それでも,気になるから「どうしたものか」と考えてしまう.
たぶん,「イライラする」が気にならなくなるまで考え続けるのだろう.
人はしょうもないなぁ,と思う.
だが,そういうものだから仕方ない.

昨日も「こいつはらつなぁ」と思ったことを体験した.
会社での隣室の人の態度に腹が立ったのだ.

理由はさておき,要するに「明明白白な居留守」というものをされると腹が立つわけだ.
こちらだって,好き好んでアンタの場所に行きたいわけではない.
逆に無効はいつでもお構いなしにやってくる.
この非対称なところにイラッと来るわけだ.

この理由は大変「たわいもない」ことだ.
ほんと,「子供か」と自分に言いたくなる.
と同時に,イライラしている自分の背後から自分を冷静に観察する自分もいて,「まぁ,無視すればいいじゃない」と言っている.


で,ここで少しイライラの原因について考える.
この理由は大変理解しやすいと思う.
イライラの原因は,「なぜ無視されないければならないのか」ということに尽きるから.

「シカト」のようなイジメではなく,単に相手から「こいつに応答する必要はない」される.
社会人として隣人として「大変失礼なこと」だと思うのだが,その常識は万人のものではない.
そういう「常識」を基準に考えて腹をたてるのは,不幸への道をまっしぐらである.

人が怒り出す要因は,ぼくはひとつだと思う.
「バカにするな」
つまるところ,これだけ.
老若男女,そして,時代を問わず,人間の怒りは「自分に対する不当な扱い」に対する反応である.
(まぁ,殺人とか,盗みとか,そういうものは別だろうけど,名誉毀損のたぐいも怒りが多い

そして,イライラしている人が求めているのは,自分に対する謝罪である.
謝罪を超えて,敬意すら求めている.
30すぎのオッサンは全員そう思っているといってよい.

電車や職場でレベルこと違え,なんどかイライラすることがあるが,その要因は全部これだ.
他にはない,ホントに.


では,イライラしないためにはどうしたらいいか.
それは「相手の考えることをすべて許容してしまう」ことである.
従うのではなく,単に「観察する」.

相手が何を考えているのかなんて分かるはずがない.
また,相手が何を考えようとも,どういう行動基準をとろうとも全く自由であり,干渉することはできない.

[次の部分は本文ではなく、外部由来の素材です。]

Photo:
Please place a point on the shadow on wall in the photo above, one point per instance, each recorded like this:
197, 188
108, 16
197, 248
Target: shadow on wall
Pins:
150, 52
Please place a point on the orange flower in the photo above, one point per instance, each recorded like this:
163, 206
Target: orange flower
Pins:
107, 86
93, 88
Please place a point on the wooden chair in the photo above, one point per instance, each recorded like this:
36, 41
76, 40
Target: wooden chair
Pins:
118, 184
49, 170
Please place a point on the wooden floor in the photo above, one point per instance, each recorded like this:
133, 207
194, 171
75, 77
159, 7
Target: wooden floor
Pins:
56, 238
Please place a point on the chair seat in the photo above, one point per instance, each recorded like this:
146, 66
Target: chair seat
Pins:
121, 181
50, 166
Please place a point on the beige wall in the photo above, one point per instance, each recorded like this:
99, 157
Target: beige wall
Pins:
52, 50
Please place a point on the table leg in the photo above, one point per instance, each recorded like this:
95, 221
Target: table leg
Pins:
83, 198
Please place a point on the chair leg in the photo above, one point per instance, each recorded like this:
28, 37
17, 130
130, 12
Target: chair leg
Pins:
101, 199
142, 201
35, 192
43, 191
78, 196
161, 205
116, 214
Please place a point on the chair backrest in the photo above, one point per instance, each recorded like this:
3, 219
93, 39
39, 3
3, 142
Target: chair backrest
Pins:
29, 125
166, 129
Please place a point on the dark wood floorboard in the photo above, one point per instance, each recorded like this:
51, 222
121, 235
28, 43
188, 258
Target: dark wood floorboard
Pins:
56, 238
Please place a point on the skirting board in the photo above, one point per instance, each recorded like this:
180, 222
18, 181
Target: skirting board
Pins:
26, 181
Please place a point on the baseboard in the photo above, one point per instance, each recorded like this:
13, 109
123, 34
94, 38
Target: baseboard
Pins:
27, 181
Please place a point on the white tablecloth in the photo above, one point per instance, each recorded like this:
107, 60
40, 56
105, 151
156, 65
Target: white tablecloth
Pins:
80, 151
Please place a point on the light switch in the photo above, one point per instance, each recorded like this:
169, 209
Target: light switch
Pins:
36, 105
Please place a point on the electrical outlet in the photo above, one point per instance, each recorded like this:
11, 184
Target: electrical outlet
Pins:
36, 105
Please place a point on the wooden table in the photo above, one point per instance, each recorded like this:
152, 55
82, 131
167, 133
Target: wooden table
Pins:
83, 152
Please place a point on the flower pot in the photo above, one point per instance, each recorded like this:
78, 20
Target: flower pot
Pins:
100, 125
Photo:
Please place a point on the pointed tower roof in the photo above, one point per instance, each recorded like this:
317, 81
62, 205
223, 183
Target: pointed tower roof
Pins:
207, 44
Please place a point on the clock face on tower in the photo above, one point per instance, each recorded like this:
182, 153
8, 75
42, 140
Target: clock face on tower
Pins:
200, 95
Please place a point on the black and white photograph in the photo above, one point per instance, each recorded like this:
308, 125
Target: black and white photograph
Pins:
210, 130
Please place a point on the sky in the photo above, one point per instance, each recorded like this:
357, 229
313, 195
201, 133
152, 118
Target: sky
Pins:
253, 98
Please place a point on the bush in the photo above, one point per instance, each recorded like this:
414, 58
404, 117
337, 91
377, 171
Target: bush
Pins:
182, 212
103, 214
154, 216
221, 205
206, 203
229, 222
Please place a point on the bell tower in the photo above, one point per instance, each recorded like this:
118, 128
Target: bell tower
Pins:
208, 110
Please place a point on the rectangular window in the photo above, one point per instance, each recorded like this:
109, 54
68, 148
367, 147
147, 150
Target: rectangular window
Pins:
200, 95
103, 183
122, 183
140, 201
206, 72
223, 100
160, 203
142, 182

「あぁ,相手はおれをバカにして,こんなやつは無視してよい,ははは」と思っているのだと思ったら,それはそれでよしとしてしまう.

もしできれば,イライラは解決だろう.

でもそれはできない.
ならばどうするか.
相手をねじ伏せて「こう思え」といえるものではない.
極力会わない,かかわらない,ウイルス感染者だとおもって(そのレベルで注意して)接する.
この程度の方法だろう.

接すると相手の人格が伝染る.
これは病原菌やウイルスということではなく,相手の考え方に影響されないよう注意する.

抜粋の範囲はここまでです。